About 40% chose No. 2, and about 9% chose No. 1— meaning that about 49% assigned a primarily medical motive to the physician. But about 30% chose No. 4, and about 21% chose No. 3—meaning about 51% assigned a primarily monetary motive to the physician.
On how to handle a situation in which a pharmaceutical representative offers to provide educational materials for a fellowship program that has had its funding decreased, about 40% said the fellows should be able to receive the materials through the program director. But about 31% said the best choice was that the university should provide more funding.
In the final scenario, a rheumatologist is conducting an industry-funded trial on an osteoarthritis drug and a patient is enrolled into the trial. The most popular assessment by far—at 69%—was that the patient was encouraged to participate in the trial, and not that the patient believes the new drug will help her joint pain—a response that was chosen only by about 19% of survey takers.

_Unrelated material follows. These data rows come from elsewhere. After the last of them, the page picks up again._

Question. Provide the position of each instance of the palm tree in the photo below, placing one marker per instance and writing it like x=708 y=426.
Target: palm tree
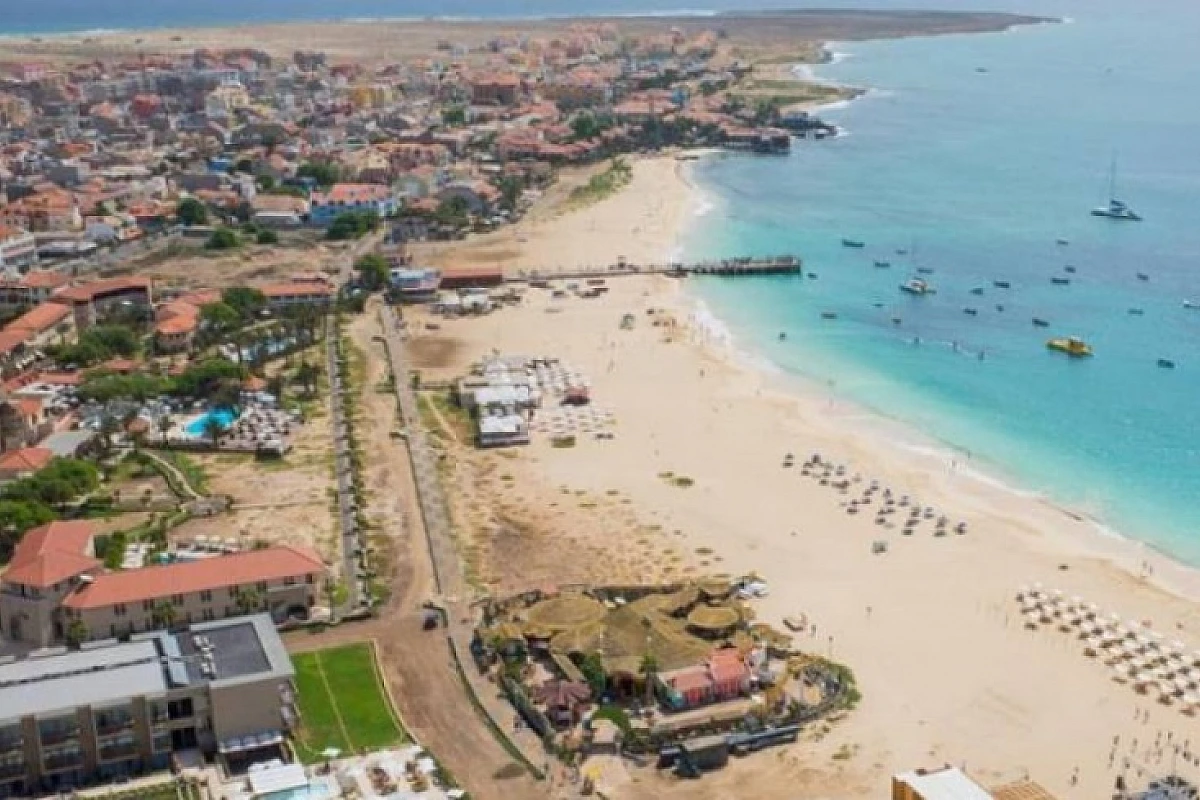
x=649 y=671
x=214 y=429
x=165 y=425
x=163 y=614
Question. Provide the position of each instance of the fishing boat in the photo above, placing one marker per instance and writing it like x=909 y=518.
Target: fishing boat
x=1072 y=346
x=1115 y=209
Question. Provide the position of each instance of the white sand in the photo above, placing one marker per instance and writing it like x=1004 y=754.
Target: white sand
x=947 y=672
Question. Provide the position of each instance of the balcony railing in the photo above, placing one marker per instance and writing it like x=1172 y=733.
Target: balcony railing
x=108 y=726
x=58 y=735
x=58 y=762
x=117 y=752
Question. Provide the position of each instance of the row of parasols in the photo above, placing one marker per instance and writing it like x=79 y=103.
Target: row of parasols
x=1135 y=654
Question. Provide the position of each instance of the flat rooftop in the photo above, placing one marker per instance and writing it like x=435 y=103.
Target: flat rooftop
x=63 y=683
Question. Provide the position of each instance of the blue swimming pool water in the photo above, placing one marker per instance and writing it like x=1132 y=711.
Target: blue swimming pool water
x=226 y=416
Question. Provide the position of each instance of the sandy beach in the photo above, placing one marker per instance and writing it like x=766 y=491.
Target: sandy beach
x=948 y=671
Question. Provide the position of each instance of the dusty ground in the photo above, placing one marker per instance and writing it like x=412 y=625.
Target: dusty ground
x=378 y=41
x=247 y=265
x=287 y=500
x=415 y=662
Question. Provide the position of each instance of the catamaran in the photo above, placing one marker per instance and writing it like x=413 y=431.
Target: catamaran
x=1115 y=209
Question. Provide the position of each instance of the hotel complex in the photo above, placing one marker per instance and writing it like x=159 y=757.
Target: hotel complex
x=113 y=710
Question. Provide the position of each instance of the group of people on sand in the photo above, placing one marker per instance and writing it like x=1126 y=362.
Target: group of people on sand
x=892 y=510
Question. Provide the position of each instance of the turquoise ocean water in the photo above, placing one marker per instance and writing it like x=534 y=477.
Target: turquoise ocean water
x=978 y=174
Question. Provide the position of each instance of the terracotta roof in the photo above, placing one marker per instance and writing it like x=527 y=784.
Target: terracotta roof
x=189 y=577
x=89 y=292
x=52 y=553
x=40 y=318
x=27 y=459
x=177 y=325
x=297 y=288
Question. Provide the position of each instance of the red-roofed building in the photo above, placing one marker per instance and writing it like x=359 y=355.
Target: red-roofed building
x=54 y=582
x=93 y=301
x=298 y=293
x=27 y=461
x=285 y=581
x=46 y=566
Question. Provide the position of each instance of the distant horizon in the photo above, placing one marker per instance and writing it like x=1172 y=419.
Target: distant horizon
x=77 y=17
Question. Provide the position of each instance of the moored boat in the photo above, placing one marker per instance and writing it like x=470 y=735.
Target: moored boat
x=1072 y=346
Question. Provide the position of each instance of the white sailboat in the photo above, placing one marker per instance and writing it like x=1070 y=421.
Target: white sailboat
x=1115 y=209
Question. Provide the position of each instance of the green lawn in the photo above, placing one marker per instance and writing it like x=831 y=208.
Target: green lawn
x=342 y=703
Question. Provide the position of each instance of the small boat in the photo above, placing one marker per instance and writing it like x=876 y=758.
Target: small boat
x=1072 y=346
x=1115 y=209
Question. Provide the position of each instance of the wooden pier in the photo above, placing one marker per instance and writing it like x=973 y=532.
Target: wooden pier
x=727 y=266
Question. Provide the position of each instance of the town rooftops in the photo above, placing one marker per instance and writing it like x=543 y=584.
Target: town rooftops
x=52 y=553
x=27 y=459
x=40 y=318
x=89 y=292
x=186 y=577
x=352 y=193
x=243 y=649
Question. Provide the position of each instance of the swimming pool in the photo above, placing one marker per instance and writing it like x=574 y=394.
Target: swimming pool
x=225 y=416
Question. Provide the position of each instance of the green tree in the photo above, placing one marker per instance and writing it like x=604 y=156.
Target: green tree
x=373 y=271
x=191 y=211
x=220 y=317
x=323 y=173
x=214 y=431
x=246 y=301
x=17 y=517
x=222 y=239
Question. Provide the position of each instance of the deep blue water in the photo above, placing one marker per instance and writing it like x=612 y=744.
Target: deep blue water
x=978 y=174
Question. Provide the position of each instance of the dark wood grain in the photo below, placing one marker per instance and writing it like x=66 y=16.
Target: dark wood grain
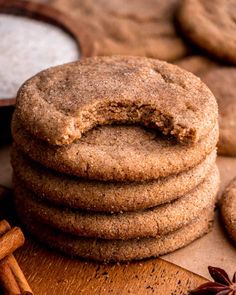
x=51 y=273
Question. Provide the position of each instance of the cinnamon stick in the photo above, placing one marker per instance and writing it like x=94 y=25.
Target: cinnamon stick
x=4 y=227
x=8 y=282
x=19 y=276
x=11 y=276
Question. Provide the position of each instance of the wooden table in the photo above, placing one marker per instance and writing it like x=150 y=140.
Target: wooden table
x=52 y=273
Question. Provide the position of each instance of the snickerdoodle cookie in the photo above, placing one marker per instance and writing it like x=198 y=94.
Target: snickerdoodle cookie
x=211 y=25
x=60 y=104
x=139 y=28
x=222 y=82
x=153 y=222
x=118 y=250
x=117 y=152
x=105 y=196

The survey did not track how employer type—such as academic center or private practice—or other subgroupings responded to the questions.
Dr. Kang says she was intrigued by the split in opinion on the questions—although she was not entirely surprised by it because they are dilemmas that don’t have straightforward answers.
“Those are the situations that are quite complex, and I think that the answers reflect that—where people are divided on how they feel about these ethical dilemmas,” she says.
The ACR’s Position
The ACR requires its volunteers to provide disclosures at the time of nomination and at least yearly so the College can identify, evaluate and manage relationships that may pose “actual, potential or perceived conflicts.” The ACR also requires that everyone in a position to control continuing medical education content disclose all relevant financial relationships with any commercial interest within the past 12 months. Disclosures from the board of directors are posted on the ACR’s website.
Dr. Kang says it’s not adherence to existing policy—which is fairly clear-cut—that poses tough questions routinely for rheumatology providers. It’s the more nuanced situations that are vexing.
“There’s policy, and then there’s what’s really happening,” she says. “In reality, most situations are more gray and there is no clear, right answer. Some people may have very strong opinions. But most people, I think, are not quite sure what to do.”
There is no plan yet on whether and how to incorporate the survey feedback into the ACR’s activities and programming, Dr. Kang says.
“It was an informational, exploratory exercise to understand how people are thinking about these issues,” she says.
Dr. Kang says considering conflict of interest policies and scenarios is particularly important given the explosion of research interest in rheumatology.
“There’s this desire for us as physicians to advance the field, to develop, study and provide new therapies for patients who may not have the treatments that they need—and rheumatology is very exciting because we continue to have a lot of new options for treatment, which really has changed or can change our patients’ lives,” she says. “It just inevitably leads to more ties with industry.
“It requires continuous effort to manage that potential conflict or even the perception of conflict. It’s certainly a challenge, but we have to do it,” she says. “The major threat is losing the public’s trust. If the public doesn’t trust physicians, we won’t be able to do what we need to do to help patients. We have to be transparent to maintain the public’s trust.”
Thomas R. Collins is a freelance writer living in South Florida.